The cashier glanced suspicious­ly from pensioner to pensioner as she scanned a bag of apples.

“And nothing came wrapped in plastic,” Eileen observed, packing the fruit. “It was loose or in brown paper bags you could re-use to line cupboards, or cover school books.”

“And we never thought to recycle our newspapers,” said the white-haired man, putting his copy of The Times on the conveyor belt behind Eileen’s shopping. “We used them to wrap things, instead of all the bubble-wrap they use today.”

“Are you talking about recycling?” piped up a Welsh woman queuing behind the man. “We didn’t throw away disposable nappies, either. We washed the towelling ones – and by hand, mind you, not in a washing machine.”

The cashier rolled her eyes into her pierced eyebrows and wondered what can of worms she’d opened.

“Then we dried them on the line,” Eileen called to her new Welsh friend. “Not in a tumble dryer.”

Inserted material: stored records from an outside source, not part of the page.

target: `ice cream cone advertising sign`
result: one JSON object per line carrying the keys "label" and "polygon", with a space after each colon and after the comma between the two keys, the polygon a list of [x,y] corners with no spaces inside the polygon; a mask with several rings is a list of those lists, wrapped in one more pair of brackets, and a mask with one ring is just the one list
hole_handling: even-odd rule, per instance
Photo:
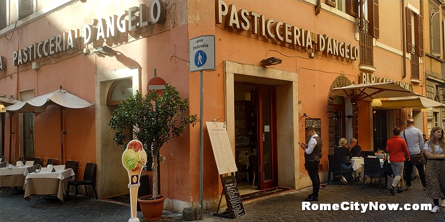
{"label": "ice cream cone advertising sign", "polygon": [[140,183],[140,171],[147,161],[147,154],[142,147],[140,141],[133,140],[127,145],[127,148],[122,154],[122,165],[128,171],[128,178],[130,183],[128,188],[130,190],[130,206],[131,208],[131,218],[129,222],[138,222],[139,219],[136,217],[136,207],[137,200],[137,190]]}

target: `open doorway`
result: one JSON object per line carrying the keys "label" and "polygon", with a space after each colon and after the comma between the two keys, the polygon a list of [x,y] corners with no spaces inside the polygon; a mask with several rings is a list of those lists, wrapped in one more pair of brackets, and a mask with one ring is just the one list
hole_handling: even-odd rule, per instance
{"label": "open doorway", "polygon": [[276,89],[235,82],[235,156],[240,194],[278,186]]}

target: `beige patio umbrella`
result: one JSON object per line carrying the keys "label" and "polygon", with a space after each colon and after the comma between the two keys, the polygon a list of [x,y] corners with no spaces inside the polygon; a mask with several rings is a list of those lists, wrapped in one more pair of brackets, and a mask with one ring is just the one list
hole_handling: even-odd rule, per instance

“Wind power and solar power,” the white-haired gent said pointedly to the green-haired checkout girl.

“So no, I suppose we weren’t as environmen­tally minded as you are today,” Eileen reflected, as she produced her debit card and regarded her shopping bags full of pre-packed goods. “But I don’t remember all the packaging we have today.”

“And we were much fitter,” said the trim man with the goatee, as he paid for his paper with a contactles­s card. “No need to run on an electric-treadmill when you pushed a manual lawn mower around instead of polluting the atmosphere with a petrol one.”

“No processed food either,” said the slender Eileen. “I still walk everywhere.”

“Absolutely,” said the man. “And we had chivalry. So perhaps you’d allow me to carry your bags?”

“Looks like she’s pulled,” said the Welsh woman, reaching the till. “And no, I don’t need a bag.”